Vos parents vont bien. Lisez quand même cet article.

Voici les raisons pour lesquelles une conversation désagréable à propos de leur mort vous sera bénéfique. 

Par un beau jour de printemps, il y a quelques années,, je me suis fait une réflexion – que j’aurais certainement dû avoir bien avant, et qui ne cessait de revenir, le plus souvent quand je m’endormais : Tout ne va pas forcément bien se passer. Il est certain qu’un jour, mes parents mourront. Je me suis même retrouvée à me répéter une phrase pour me sentir mieux : “Quand le temps sera venu, tu sauras comment y faire face.” J’étais comme une femme qui porte son premier enfant et qui se conforte en pensant que son corps va instinctivement savoir s’adapter à la grossesse. Cette pensée rassurante s’est révélée être à la fois vraie comme complètement erronée, mais il faut avouer qu’elle s’est d’abord révélée être fausse. 

Je n’ai jamais pensé que le précipice serait si près. Ma mère est pourtant décédée d’un cancer, à l’âge de 61 ans, seulement trois ans après ce jour de printemps.

Il y a des choses que j’aurais voulu avoir fait avant sa mort, pendant ces jours de réflexion intense, j’aurais aimé avoir ces conversations avec ma mère quand elle était encore en bonne santé. J’aurais eu du mal à dire ces choses, mais il aurait été préférable que je les dise avant son diagnostic, quand le simple fait de se dire qu’elle pouvait partir à tout moment nous faisait fondre en larmes toutes les deux. Après réflexion donc, il m’apparait plus simple d’avoir cette discussion avec un parent malade est bien plus difficile qu’avec un parent en bonne santé. Qui l’eut cru ? 

Toute personne qui vit le décès d’un parent le vit trop jeune.

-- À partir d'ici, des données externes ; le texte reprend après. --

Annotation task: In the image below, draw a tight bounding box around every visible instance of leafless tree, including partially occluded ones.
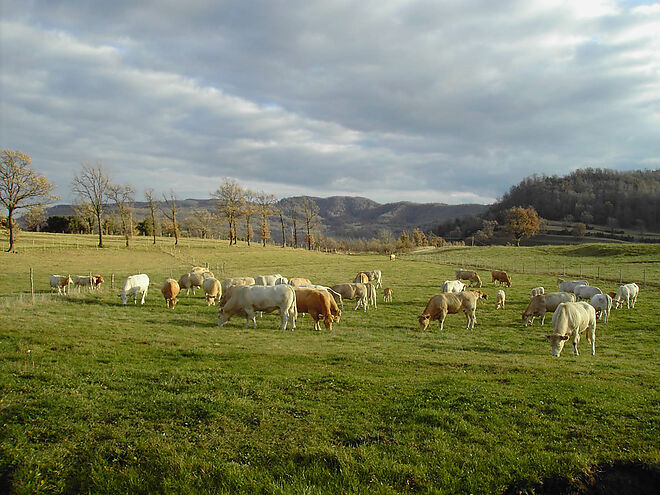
[71,161,110,248]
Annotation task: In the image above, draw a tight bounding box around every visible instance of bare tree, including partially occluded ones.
[241,189,257,246]
[108,184,135,247]
[300,196,319,250]
[161,189,179,246]
[0,150,59,253]
[211,177,245,245]
[257,191,276,247]
[144,188,158,245]
[276,205,286,247]
[71,161,110,248]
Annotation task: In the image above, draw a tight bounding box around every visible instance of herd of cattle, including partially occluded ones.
[50,267,639,357]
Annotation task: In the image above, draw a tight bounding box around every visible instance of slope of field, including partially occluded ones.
[0,234,660,493]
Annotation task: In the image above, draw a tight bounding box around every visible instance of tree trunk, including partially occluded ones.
[96,213,103,248]
[7,209,14,253]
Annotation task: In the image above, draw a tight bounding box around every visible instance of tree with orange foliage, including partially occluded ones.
[504,206,540,246]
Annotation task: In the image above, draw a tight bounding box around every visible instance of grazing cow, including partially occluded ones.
[294,287,341,330]
[119,273,149,306]
[495,289,506,309]
[289,277,312,287]
[614,282,639,309]
[300,284,344,309]
[522,292,575,327]
[591,294,612,323]
[160,278,181,309]
[546,301,596,357]
[179,271,205,296]
[202,277,222,306]
[456,268,482,287]
[50,275,73,296]
[557,278,589,292]
[73,274,104,293]
[332,283,369,311]
[440,280,467,292]
[218,284,298,330]
[573,284,603,301]
[220,277,254,293]
[417,291,490,331]
[254,273,289,285]
[490,270,511,287]
[529,287,545,299]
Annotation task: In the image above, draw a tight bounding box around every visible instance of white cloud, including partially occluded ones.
[0,0,660,203]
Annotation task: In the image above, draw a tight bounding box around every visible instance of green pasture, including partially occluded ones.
[0,233,660,494]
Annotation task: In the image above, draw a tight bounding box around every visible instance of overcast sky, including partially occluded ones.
[0,0,660,204]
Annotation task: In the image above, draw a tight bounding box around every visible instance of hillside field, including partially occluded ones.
[0,233,660,494]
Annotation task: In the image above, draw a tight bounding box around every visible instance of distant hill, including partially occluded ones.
[37,196,488,239]
[487,168,660,232]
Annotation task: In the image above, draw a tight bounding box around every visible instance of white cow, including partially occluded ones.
[254,273,289,285]
[591,294,612,323]
[529,287,545,299]
[557,278,589,293]
[440,280,467,293]
[119,273,149,305]
[614,282,639,309]
[546,301,596,357]
[495,289,506,309]
[218,284,298,330]
[50,275,72,296]
[573,284,603,301]
[300,284,344,310]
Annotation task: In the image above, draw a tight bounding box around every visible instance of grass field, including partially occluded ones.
[0,234,660,494]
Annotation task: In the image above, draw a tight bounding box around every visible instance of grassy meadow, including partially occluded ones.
[0,233,660,494]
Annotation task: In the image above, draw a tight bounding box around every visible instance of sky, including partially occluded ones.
[0,0,660,204]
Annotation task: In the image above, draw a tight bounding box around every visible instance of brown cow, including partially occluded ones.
[490,270,511,287]
[160,278,181,309]
[294,287,334,330]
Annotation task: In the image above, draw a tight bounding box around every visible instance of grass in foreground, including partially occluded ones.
[0,235,660,493]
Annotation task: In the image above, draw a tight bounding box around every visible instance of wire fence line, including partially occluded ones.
[403,253,660,287]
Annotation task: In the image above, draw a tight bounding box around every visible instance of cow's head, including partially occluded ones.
[522,311,534,327]
[417,314,431,330]
[545,333,568,357]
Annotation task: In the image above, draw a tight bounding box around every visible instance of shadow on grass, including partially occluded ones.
[504,462,660,495]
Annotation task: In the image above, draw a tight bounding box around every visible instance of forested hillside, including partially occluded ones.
[487,168,660,232]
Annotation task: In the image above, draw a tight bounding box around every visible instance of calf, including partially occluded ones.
[50,275,73,296]
[417,291,483,331]
[160,278,181,309]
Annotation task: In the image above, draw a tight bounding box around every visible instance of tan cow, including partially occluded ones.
[417,291,483,331]
[490,270,511,287]
[160,278,181,309]
[289,277,312,287]
[50,275,73,296]
[332,283,369,311]
[495,289,506,309]
[202,277,222,306]
[522,292,575,327]
[456,268,482,287]
[294,287,337,330]
[546,301,596,357]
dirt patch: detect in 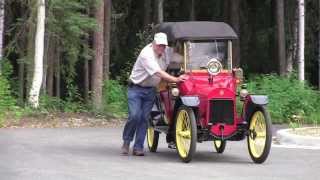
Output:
[3,113,125,128]
[290,127,320,137]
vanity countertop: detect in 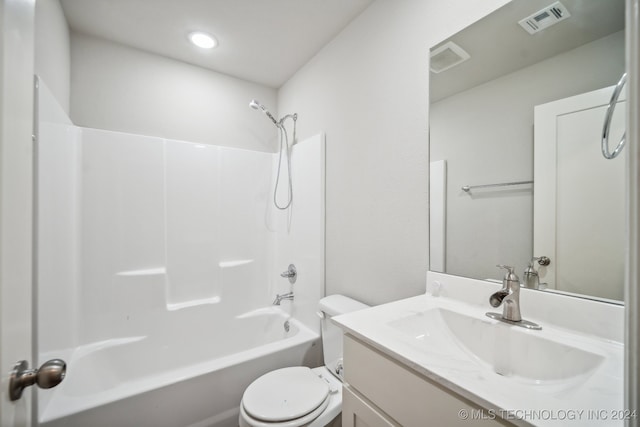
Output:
[333,273,633,426]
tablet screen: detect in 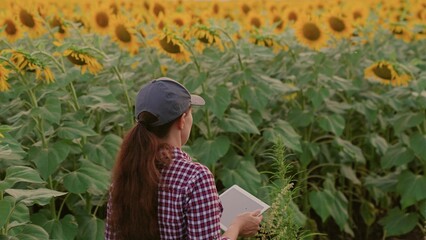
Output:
[220,185,269,231]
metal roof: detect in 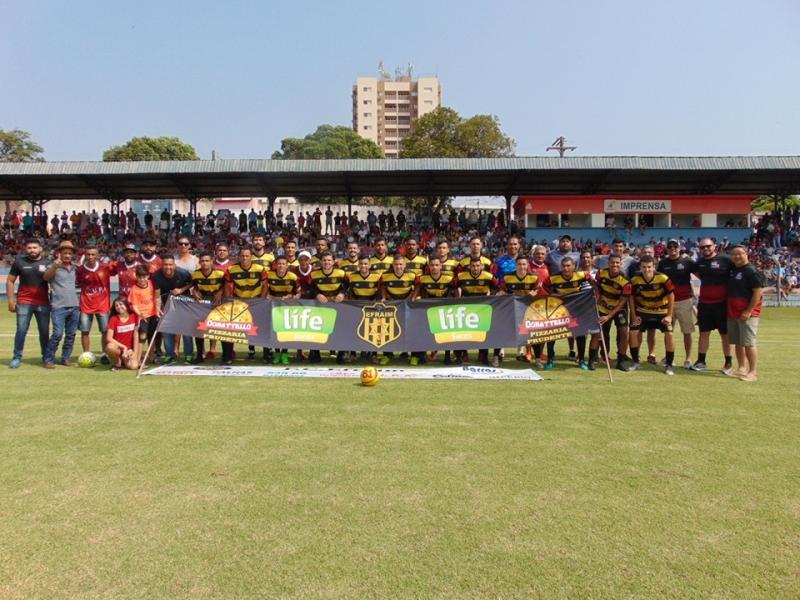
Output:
[0,156,800,200]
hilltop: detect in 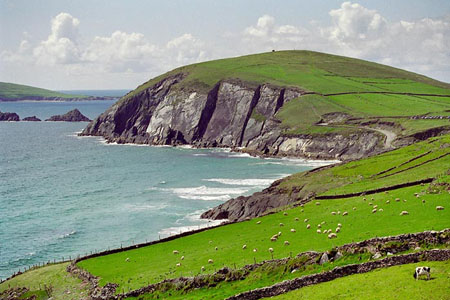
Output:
[82,51,450,160]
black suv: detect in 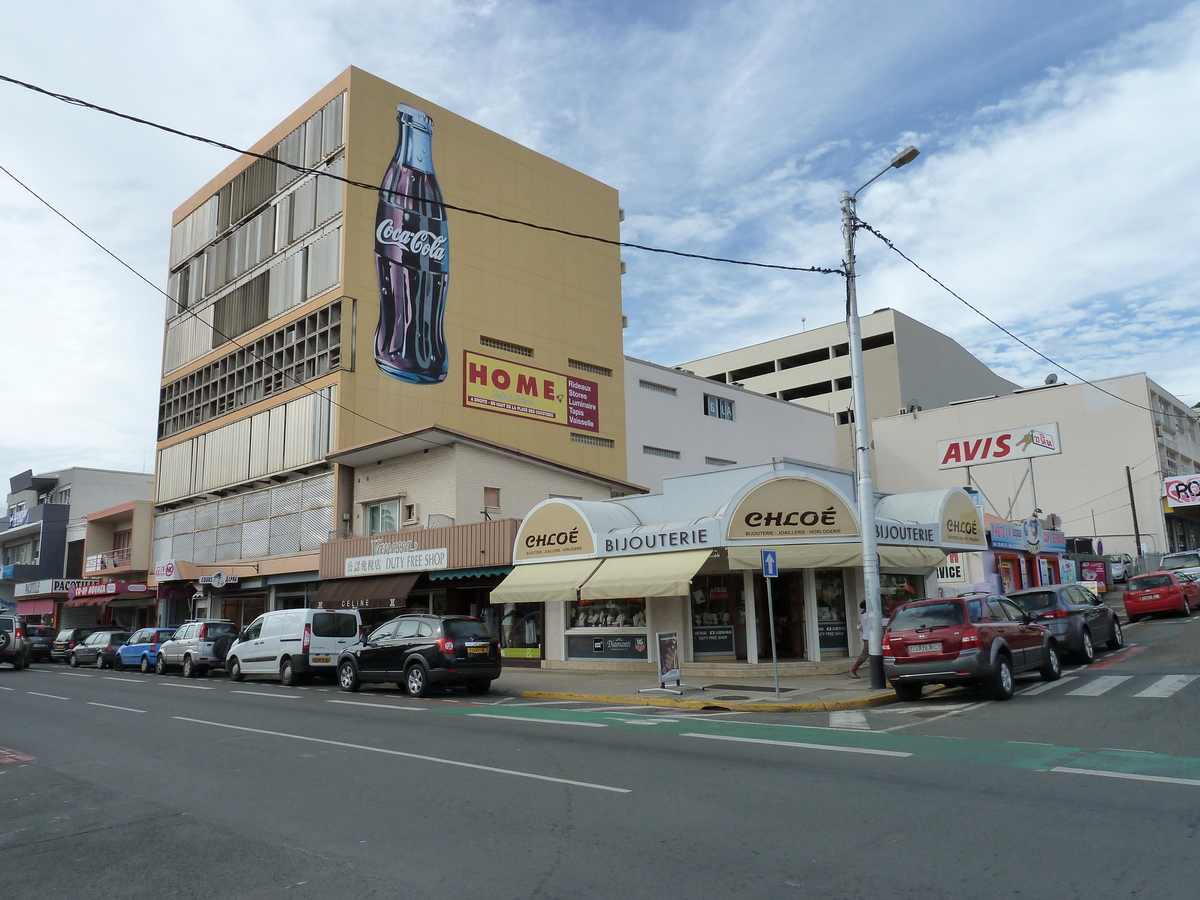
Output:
[337,614,500,697]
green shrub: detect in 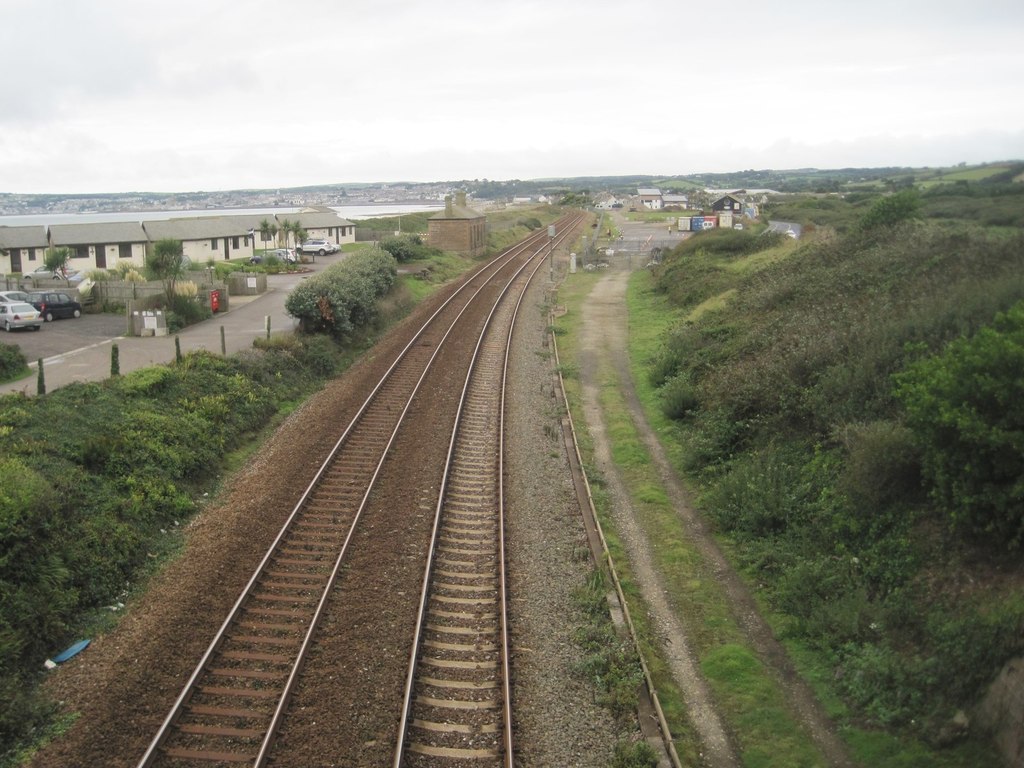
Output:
[836,421,921,510]
[859,187,921,230]
[659,374,700,419]
[0,344,28,381]
[285,250,397,339]
[707,447,807,539]
[380,234,441,263]
[610,740,658,768]
[896,301,1024,549]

J’avais 36 ans quand j’ai tenu la main de ma mère alors qu’elle rendait son dernier souffle. Mais je me suis sentie comme une “jeune femme de 36 ans”, mature, alors que mon plus jeune frère avait seulement 20 ans. On est tous trop jeune, trop brusques, trop effrayés, trop “inachevés”, trop vulnérables pour perdre un parent, quel que soit notre âge, surtout quand il s’agit de la personne dont nous sommes la plus proche.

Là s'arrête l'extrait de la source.